Centuries-old mystery
Astronomers have for centuries studied tell-tale signs of the sun's magnetic activity. The Renaissance polymath Galileo Galilei made the first detailed observations of sunspots – dark patches caused by changes in the sun's magnetic field – in 1612 using early astronomical telescopes of his invention.
The solar dynamo converts energy from the sun's roiling, super-hot plasma into a powerful magnetic field. While the sun is known to go through 11-year cycles during which solar activity grows increasingly intense, nearly all the detail about what happens below the surface – including the starting point of the solar dynamo – has remained unclear for centuries.
Previous research suggested the dynamo process begins at the bottom of a deep ocean of churning gasses more than 130,000 miles below the surface. Now, mathematical modelling using a NASA supercomputer by a team led by the University of Edinburgh indicates the process originates relatively nearer to the surface, some 20,000 miles below.

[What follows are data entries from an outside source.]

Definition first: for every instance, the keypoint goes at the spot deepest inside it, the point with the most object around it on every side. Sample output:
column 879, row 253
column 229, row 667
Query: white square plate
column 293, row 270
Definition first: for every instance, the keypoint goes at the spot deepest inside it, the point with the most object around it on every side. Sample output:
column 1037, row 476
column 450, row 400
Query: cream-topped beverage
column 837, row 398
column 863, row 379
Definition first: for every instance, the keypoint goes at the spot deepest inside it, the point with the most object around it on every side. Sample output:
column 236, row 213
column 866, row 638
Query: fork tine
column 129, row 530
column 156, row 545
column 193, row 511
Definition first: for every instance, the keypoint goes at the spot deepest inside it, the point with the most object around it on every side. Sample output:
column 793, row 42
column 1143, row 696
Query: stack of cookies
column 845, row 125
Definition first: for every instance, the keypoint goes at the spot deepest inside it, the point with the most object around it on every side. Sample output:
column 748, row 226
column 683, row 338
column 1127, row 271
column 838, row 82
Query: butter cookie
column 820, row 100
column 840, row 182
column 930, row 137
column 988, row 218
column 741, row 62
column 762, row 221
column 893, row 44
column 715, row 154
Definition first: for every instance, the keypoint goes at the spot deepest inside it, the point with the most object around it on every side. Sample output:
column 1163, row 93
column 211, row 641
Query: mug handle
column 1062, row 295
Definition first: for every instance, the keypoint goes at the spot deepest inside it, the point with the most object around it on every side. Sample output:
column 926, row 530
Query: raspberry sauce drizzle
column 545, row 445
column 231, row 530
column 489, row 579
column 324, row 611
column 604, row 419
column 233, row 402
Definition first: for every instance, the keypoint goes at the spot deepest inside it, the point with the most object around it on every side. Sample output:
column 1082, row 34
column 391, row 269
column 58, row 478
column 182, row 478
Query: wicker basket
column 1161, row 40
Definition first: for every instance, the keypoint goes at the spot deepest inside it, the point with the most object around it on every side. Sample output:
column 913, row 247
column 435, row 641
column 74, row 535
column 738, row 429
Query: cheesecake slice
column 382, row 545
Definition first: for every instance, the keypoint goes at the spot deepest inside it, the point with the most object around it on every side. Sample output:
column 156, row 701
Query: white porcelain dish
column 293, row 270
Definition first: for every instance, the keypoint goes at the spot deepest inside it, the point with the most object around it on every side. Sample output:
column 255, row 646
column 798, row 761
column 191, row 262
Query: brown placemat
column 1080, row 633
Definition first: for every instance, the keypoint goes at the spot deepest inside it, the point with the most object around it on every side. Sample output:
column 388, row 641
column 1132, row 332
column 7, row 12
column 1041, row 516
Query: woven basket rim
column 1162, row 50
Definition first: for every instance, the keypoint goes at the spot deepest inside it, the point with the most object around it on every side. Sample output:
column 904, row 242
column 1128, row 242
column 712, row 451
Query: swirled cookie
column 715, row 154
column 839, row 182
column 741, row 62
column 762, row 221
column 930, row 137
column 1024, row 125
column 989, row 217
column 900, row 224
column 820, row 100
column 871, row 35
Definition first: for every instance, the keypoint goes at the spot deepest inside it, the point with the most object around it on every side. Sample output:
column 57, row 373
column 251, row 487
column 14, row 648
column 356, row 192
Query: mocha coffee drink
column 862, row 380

They found that strong winds near the solar surface drive the creation of magnetic fields through a process that previous theories had overlooked, called the magnetorotational instability, which also occurs around black holes and young planetary star systems.

Impact on Earth
The most powerful solar storm known to have hit Earth was the so-called Carrington Event in 1859, which damaged the fledgling telegraph system and caused striking worldwide auroral displays. A storm of similar intensity would wreak havoc on Earth today, the team says, given that so many aspects of modern life depend on electricity. A similar storm in 2012 missed Earth by only nine days.
However, with enough warning about incoming solar storms – which can reach Earth in as little as 15 hours – engineers could take steps to prevent catastrophic damage to electronics networks, they add.